Interior Design Idea – Why Not Go Modern?

Interior Design Idea – Why Not Go Modern?

With the dawn of mankind appeared the emergence of art. Through the millennia, we’ve found ourselves with baroque and Grecian styles, Victorian and impressionist. Modern Style, the style of pattern and lines, is a minimalist technique – and it is still very common to this day.

The Modern Style came to be in the end of the 1800s. Being surprisingly shaped by the Bauhaus style of Germany, modern is marked by smooth lines, appealing shapes, and imaginative textures not usually appropriate for artwork or furniture. Materials you wouldn’t expect to be satisfactory for a bed, for instance, will find their way into the Modern Style and be congenial. The mixture of the old and new, fabricated and elemental, differentiate Modern from many of the styles we witness today.

In interior design, for instance, modern furniture will be crafted from stuff such as chromium, steel, plastics, and concrete – therefore lending a nuance of authority to the modern age.

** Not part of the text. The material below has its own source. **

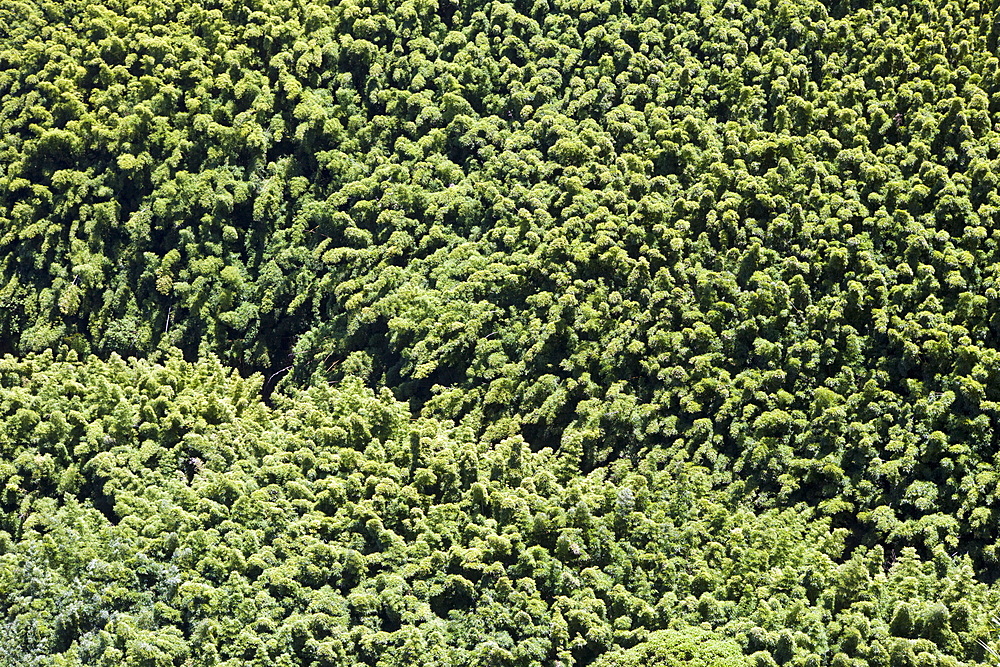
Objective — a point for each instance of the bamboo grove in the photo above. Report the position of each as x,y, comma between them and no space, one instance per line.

The furniture of Modern Style is nothing short of ingenious. Space constraints brought the requirement for furniture to be modularized, and that’s definitely what Modern did. In a time when pre-fabricated houses were impending in the future, Modern brought clearness, exquisiteness, and swagger to design that otherwise could have been everyday and mainstream.

Even though modern style paraphernalia can be easily mass-manufactured, when they’re put together accurately you can’t tell the difference. The justification for this is Modern is made for mass production – it’s made to be made by a producer and put together by the buyer. Therefore, Modern is a very tangible art – an art that even the customer has a hand in making.

Oftentimes in Modern Style objects, you’ll find they’re made of one or two pieces of material. These pieces, when fitted together properly, will be a chair. The same chair, when you look at its outline, will look like a wine glass. Much Modern Style objects and art work have the same duality – and serve to enlighten the artistry and discernment.

After the end of World War II the Modern Style became less ubiquitous, but it yet has its niche. The nineteen sixties and seventies gave way to the urban-chic penthouses of the eighties, and the ascent of Modern came again. Entire magazines provide to the Modern niche, and along with it there are a multitude of collectors looking for early chairs, sofas, and other collectibles.

Modern Style is not bereft of life; in fact, with the new collectors it is more popular now than it has been in 20 years. With the advent of modern antiquing shows on television, a new age group is falling in love with the minimalist style and the lines, shapes, and textures that differentiate the style from the others. From New York and Tokyo Apartments to provincial abodes in southern Texas, you’ll encounter Modern alive and kicking in its new-found popular culture atmosphere.